Using sentiment lexicons

Dictionary-based sentiment analysis uses lexicons—lists of words paired with numeric scores that indicate whether each word feels positive, negative, or neutral. This approach is fast, transparent, and widely used in literary analysis and digital humanities research.

What is a sentiment lexicon?

A sentiment lexicon (also called a sentiment dictionary) is essentially a lookup table. Each word has a score:

  • Positive values indicate pleasant, happy, or optimistic words
  • Negative values indicate unpleasant, sad, or pessimistic words
  • Zero indicates neutral words (or words not in the dictionary)

For example, a lexicon might assign:

Word Score
joy +0.8
happy +0.7
sad -0.6
terrible -0.9
the 0.0

When analyzing a sentence like “I feel happy today”, the analyzer tokenizes it into words, looks up each word’s score, and sums them.
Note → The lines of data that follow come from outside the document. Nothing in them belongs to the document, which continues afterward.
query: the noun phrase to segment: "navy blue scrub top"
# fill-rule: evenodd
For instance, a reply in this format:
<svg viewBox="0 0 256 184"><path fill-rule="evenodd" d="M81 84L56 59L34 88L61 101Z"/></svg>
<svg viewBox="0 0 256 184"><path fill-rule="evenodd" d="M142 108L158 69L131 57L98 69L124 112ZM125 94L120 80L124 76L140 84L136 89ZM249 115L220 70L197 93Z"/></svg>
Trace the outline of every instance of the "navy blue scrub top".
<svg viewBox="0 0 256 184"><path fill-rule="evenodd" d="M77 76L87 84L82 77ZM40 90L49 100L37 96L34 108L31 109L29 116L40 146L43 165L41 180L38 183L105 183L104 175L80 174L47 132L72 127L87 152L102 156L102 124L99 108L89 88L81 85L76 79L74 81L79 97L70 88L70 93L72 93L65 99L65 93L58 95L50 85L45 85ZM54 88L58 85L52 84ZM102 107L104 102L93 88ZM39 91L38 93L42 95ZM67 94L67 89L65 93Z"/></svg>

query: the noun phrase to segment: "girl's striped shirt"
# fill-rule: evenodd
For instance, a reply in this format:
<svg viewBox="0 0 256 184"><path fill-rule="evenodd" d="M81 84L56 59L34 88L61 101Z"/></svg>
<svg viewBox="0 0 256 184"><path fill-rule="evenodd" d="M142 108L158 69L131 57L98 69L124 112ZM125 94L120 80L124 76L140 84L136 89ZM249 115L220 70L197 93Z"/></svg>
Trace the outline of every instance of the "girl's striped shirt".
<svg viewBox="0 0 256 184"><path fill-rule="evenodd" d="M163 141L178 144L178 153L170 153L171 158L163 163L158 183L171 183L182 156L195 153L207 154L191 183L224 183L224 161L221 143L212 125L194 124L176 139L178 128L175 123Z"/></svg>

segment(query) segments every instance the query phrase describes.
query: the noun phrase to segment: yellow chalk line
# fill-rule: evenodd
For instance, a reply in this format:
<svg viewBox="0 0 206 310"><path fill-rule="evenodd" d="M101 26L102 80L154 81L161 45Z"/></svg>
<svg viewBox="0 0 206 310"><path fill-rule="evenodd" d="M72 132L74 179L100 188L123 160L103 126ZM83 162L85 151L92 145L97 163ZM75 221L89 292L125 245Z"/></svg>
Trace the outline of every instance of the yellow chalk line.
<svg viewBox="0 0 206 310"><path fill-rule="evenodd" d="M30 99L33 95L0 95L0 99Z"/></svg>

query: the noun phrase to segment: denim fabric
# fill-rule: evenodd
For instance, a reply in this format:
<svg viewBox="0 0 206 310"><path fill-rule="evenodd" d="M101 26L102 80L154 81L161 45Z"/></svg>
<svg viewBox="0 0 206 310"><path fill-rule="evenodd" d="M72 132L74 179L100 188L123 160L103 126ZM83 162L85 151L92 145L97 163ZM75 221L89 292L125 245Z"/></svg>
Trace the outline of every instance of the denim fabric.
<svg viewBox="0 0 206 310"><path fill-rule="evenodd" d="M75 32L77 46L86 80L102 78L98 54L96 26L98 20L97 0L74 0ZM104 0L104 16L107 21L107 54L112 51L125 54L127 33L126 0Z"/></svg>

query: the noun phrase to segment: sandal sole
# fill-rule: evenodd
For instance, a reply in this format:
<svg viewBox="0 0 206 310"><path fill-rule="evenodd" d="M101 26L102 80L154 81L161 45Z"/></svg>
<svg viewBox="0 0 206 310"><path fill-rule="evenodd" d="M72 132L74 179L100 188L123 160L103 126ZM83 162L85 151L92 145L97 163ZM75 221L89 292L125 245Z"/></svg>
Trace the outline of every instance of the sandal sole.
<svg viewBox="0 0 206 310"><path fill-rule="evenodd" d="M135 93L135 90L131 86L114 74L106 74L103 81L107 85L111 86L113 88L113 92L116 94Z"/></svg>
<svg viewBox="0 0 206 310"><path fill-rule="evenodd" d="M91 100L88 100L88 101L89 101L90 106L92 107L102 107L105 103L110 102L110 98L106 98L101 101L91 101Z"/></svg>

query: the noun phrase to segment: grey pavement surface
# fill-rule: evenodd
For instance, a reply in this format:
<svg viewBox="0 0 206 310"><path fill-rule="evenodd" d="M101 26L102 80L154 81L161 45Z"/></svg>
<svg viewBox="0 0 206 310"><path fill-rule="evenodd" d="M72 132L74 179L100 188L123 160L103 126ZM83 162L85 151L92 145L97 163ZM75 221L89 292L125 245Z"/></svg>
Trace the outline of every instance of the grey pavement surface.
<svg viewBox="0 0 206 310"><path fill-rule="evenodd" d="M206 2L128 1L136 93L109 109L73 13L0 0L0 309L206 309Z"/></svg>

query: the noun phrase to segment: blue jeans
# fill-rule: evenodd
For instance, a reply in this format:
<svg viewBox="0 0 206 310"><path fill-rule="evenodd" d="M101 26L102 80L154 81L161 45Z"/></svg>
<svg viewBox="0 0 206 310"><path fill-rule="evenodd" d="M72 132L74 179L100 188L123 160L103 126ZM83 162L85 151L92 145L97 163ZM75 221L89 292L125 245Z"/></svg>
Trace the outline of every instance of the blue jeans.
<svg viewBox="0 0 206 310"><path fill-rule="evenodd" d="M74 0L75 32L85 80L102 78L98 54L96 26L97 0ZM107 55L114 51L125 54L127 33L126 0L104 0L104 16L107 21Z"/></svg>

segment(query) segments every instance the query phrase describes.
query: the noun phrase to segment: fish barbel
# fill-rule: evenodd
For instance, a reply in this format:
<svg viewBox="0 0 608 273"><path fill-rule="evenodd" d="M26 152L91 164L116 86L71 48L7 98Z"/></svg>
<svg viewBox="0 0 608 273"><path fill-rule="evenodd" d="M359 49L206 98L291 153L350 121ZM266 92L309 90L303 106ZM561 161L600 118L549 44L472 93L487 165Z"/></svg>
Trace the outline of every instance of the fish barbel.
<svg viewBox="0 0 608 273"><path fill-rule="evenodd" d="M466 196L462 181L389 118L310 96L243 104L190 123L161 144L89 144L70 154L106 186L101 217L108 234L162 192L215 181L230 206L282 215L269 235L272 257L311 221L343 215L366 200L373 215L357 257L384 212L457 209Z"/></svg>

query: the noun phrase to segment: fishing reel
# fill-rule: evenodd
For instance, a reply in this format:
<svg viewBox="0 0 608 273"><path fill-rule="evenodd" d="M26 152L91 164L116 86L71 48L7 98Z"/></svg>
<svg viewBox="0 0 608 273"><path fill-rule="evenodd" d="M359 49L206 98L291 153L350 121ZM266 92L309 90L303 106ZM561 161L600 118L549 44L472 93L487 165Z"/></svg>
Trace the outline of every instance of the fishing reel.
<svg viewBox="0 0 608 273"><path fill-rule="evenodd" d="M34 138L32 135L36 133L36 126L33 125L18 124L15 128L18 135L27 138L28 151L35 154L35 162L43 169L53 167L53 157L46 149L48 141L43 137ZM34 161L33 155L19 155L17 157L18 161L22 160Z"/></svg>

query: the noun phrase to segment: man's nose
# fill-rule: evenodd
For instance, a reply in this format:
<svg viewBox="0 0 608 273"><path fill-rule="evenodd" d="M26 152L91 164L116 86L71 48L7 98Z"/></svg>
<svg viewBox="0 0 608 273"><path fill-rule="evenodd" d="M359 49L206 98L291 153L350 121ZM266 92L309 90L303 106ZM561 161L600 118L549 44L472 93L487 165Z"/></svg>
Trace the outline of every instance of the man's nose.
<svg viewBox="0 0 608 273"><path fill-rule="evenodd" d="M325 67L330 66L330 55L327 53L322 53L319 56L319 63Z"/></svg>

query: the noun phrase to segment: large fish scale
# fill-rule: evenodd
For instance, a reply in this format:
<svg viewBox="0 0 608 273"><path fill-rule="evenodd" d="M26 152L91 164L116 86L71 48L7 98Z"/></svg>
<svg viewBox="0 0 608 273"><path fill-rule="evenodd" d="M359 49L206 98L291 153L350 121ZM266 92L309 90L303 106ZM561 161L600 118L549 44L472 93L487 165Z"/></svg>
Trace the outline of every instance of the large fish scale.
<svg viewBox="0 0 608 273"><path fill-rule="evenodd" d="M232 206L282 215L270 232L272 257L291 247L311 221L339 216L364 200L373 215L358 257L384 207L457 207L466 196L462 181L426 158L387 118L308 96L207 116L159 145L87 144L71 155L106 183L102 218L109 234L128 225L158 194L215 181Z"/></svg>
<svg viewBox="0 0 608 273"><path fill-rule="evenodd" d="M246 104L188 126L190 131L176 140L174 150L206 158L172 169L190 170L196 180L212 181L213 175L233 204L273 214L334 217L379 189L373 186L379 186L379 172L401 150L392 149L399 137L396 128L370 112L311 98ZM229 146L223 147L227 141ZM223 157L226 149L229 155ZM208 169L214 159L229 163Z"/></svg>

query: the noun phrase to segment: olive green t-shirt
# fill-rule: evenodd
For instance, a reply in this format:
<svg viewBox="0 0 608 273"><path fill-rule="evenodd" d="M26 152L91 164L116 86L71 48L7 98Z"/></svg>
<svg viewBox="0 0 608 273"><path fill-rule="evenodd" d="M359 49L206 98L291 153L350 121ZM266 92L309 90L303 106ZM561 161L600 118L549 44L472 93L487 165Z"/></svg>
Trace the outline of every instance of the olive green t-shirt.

The moodswing package includes four widely-used lexicons from the R syuzhet package, each with different strengths.

Setup

Let’s import the tools we’ll use throughout this guide:

from moodswing import (
    DictionarySentimentAnalyzer,
    Sentencizer,
    DCTTransform,
    load_sample_text,
    prepare_trajectory,
    trajectory_to_dataframe
    )
from moodswing.lexicons import LexiconLoader
import pandas as pd
# Create the analyzer that will score our sentences
analyzer = DictionarySentimentAnalyzer()
sentencizer = Sentencizer()

The four included lexicons

Syuzhet

The Syuzhet lexicon was created specifically for narrative analysis by Matthew Jockers. It assigns sentiment values optimized for tracking emotional arcs in fiction.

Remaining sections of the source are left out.